Irish voters yesterday delivered a resounding endorsement of the Lisbon Treaty, causing waves of relief and celebration in Brussels and Dublin about the future of the EU and of the Irish government.
The referendum produced a vote of two-thirds in favour of the treaty, a reversal of last year's poll which rejected it. So, what is the Lisbon Treaty?
* It is a charter designed to streamline existing EU treaties and was agreed in Lisbon in October 2007.
* It enacts many reforms contained in the EU constitution of 2004, which was thrown out by French and Dutch voters in 2005.
* Ireland was the only EU country to hold a referendum on Lisbon.
* The treaty creates for the first time a permanent EU president and foreign affairs chief.
* It will streamline the European Commission from 2014.

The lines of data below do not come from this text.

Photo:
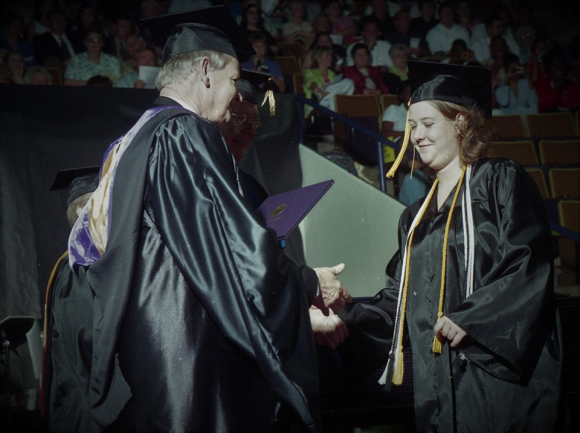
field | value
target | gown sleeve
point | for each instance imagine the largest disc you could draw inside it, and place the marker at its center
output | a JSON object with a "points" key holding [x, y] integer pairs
{"points": [[510, 315]]}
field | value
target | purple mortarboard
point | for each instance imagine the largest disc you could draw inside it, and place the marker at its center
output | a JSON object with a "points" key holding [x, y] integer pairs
{"points": [[211, 29], [79, 181], [468, 86]]}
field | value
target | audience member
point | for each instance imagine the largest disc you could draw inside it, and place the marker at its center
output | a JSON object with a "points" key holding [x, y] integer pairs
{"points": [[380, 15], [99, 81], [395, 116], [320, 80], [39, 23], [515, 94], [92, 62], [15, 61], [86, 21], [525, 37], [253, 23], [341, 24], [494, 26], [37, 75], [298, 29], [399, 72], [460, 54], [134, 43], [556, 91], [338, 53], [13, 40], [54, 48], [417, 46], [426, 21], [536, 63], [465, 15], [144, 57], [116, 44], [367, 79], [262, 63], [379, 49], [441, 36]]}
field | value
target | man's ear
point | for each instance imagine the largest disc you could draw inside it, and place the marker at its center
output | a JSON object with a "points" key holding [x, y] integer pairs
{"points": [[204, 71]]}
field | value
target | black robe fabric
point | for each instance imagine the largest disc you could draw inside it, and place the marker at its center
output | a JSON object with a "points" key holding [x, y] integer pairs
{"points": [[200, 321], [506, 372], [67, 361]]}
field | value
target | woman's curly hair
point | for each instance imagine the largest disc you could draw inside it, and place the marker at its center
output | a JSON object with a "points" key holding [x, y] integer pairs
{"points": [[474, 136]]}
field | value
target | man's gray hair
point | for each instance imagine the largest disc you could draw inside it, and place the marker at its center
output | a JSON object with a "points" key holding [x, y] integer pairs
{"points": [[180, 67]]}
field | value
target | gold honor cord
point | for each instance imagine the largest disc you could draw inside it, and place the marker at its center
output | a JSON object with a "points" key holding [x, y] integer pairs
{"points": [[397, 162], [48, 291], [436, 341], [399, 364]]}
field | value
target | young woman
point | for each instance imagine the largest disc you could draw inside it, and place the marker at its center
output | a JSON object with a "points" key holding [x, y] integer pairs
{"points": [[471, 288]]}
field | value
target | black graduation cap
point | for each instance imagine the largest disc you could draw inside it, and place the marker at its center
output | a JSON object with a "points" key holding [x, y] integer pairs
{"points": [[79, 181], [467, 86], [212, 29], [249, 83]]}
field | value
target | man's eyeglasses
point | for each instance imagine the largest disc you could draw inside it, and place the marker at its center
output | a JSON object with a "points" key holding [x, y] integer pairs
{"points": [[241, 121]]}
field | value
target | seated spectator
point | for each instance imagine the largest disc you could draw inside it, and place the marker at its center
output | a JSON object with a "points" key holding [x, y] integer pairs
{"points": [[38, 76], [399, 72], [298, 29], [493, 27], [15, 61], [99, 81], [341, 24], [133, 44], [368, 80], [54, 49], [253, 23], [466, 15], [39, 23], [321, 82], [536, 64], [556, 91], [380, 15], [116, 44], [144, 57], [461, 55], [338, 53], [395, 116], [525, 37], [13, 40], [498, 49], [427, 20], [379, 49], [515, 94], [441, 36], [86, 21], [92, 62], [262, 63], [417, 46]]}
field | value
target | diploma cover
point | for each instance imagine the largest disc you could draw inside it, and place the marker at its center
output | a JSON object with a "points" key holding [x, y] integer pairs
{"points": [[283, 212]]}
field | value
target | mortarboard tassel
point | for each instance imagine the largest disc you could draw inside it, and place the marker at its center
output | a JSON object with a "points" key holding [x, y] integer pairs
{"points": [[397, 162]]}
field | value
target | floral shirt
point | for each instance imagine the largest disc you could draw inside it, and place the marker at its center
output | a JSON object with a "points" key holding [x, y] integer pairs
{"points": [[81, 68]]}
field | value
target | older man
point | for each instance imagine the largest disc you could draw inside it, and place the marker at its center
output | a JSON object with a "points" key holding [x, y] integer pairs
{"points": [[201, 321]]}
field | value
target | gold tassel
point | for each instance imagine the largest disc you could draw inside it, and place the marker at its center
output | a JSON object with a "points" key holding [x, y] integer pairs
{"points": [[399, 368], [397, 162], [269, 96], [437, 346]]}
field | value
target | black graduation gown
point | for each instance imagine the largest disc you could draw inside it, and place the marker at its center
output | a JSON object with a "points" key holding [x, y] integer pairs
{"points": [[67, 362], [507, 371], [201, 321]]}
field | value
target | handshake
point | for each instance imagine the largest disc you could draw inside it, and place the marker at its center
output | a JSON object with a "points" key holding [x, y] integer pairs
{"points": [[328, 329]]}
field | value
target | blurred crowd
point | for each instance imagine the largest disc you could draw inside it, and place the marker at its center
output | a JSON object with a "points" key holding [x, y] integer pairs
{"points": [[367, 43]]}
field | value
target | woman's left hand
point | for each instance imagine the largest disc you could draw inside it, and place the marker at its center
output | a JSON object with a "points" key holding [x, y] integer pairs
{"points": [[445, 328]]}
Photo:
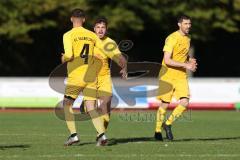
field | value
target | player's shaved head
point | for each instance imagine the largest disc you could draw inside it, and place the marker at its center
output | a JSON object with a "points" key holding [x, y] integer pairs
{"points": [[183, 17], [78, 13], [101, 20]]}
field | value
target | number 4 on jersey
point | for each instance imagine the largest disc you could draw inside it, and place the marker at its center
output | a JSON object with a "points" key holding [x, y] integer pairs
{"points": [[84, 53]]}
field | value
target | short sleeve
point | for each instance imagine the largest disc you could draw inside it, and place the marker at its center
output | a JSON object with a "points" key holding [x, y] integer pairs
{"points": [[169, 44]]}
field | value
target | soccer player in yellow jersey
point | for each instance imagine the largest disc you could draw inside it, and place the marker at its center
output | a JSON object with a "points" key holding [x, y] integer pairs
{"points": [[104, 82], [79, 44], [176, 60]]}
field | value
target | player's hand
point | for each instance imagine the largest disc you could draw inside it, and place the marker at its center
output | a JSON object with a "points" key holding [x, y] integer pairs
{"points": [[192, 60], [62, 58], [122, 62], [192, 66], [124, 73], [98, 56]]}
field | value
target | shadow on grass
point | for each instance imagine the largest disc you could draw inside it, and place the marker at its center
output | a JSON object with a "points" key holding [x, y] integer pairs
{"points": [[207, 139], [151, 139], [14, 146], [115, 141]]}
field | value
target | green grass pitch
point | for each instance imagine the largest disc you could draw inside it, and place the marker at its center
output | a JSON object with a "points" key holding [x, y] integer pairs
{"points": [[207, 135]]}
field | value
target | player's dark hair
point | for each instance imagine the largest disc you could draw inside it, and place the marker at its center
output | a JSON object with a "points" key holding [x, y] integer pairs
{"points": [[182, 17], [78, 13], [101, 20]]}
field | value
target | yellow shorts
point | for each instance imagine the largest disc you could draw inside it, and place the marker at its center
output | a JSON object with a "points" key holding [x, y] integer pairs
{"points": [[104, 85], [169, 88], [76, 85]]}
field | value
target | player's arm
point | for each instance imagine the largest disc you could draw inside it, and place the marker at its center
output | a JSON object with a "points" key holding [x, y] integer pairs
{"points": [[67, 43], [192, 66]]}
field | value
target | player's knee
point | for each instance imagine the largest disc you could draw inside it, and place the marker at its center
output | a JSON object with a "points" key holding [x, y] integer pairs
{"points": [[184, 102], [67, 100]]}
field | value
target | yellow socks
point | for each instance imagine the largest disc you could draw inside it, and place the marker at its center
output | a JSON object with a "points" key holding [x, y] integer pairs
{"points": [[160, 118], [69, 118], [106, 119], [177, 112]]}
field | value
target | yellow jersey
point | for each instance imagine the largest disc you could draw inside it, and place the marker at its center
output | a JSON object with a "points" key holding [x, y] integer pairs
{"points": [[109, 44], [178, 45], [79, 43]]}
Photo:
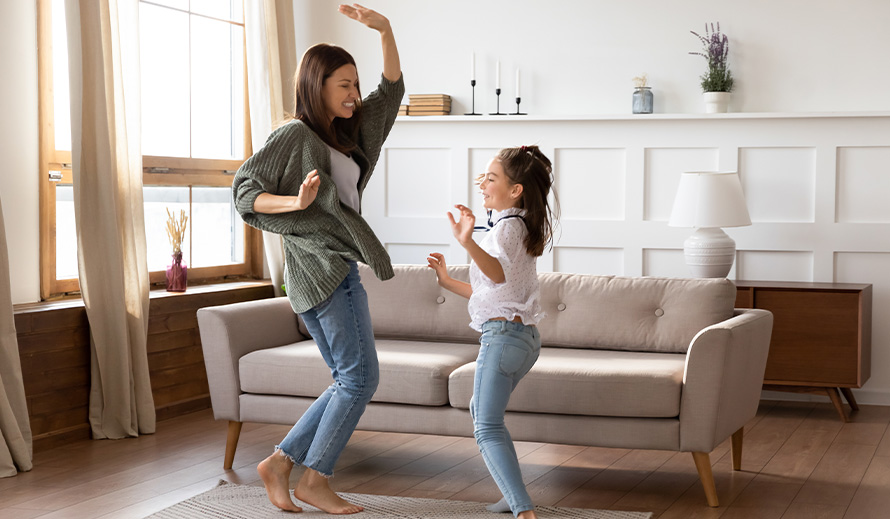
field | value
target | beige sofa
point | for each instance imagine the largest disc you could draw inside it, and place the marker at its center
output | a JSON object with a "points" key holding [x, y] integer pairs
{"points": [[639, 363]]}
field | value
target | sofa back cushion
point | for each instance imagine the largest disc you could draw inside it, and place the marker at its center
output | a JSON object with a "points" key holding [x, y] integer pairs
{"points": [[583, 311], [413, 306], [631, 313]]}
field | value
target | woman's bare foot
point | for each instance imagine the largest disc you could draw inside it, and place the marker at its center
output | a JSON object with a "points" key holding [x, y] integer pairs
{"points": [[313, 488], [274, 472]]}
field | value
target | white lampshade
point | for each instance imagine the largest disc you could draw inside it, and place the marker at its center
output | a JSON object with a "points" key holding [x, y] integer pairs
{"points": [[708, 201]]}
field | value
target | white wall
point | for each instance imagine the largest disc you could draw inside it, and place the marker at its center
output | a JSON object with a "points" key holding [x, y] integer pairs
{"points": [[18, 146], [578, 56]]}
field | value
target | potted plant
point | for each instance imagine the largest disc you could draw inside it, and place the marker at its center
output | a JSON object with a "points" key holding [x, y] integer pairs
{"points": [[717, 82]]}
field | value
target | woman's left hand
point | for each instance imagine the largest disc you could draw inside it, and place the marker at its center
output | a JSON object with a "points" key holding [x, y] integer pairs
{"points": [[369, 17]]}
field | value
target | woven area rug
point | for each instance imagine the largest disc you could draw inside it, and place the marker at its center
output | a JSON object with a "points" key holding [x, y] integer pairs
{"points": [[230, 501]]}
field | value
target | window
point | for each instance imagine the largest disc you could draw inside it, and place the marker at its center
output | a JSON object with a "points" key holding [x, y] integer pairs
{"points": [[194, 136]]}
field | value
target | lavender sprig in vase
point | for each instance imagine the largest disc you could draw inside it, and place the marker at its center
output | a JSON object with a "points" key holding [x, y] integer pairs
{"points": [[717, 82]]}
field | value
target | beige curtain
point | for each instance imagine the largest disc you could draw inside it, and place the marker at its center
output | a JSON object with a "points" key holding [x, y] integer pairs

* Phased in between 2014 and 2017 will be a distribution of voting rights – a qualified majority voting system giving 55 per cent of member states greater power over the rest.
* The treaty removes some national vetoes.
* There will be new powers for the European Commission, European Parliament and the European Court of Justice.
* It creates a charter of fundamental rights – from which the UK can opt out.
* The UK retains the right to opt out of policies on justice and home affairs. It also keeps control of national foreign and security policy.
* Unlike the constitution, the treaty does not contain reference to an EU flag, anthem or motto.
* The Czech Republic and Poland are the two remaining EU countries out of 27 still to ratify the treaty.
* Poland is expected to sign this month. The Czech government said yesterday it would ratify by the end of the year.
* The president and foreign affairs chief were expected to be approved later this month. But, because of the Czech delay, they will either be agreed in a meeting in December or in 2010.
* The president would serve a two-and-a-half-year term. He or she would be a figurehead for Europe and "ensure the external reputation" of the EU.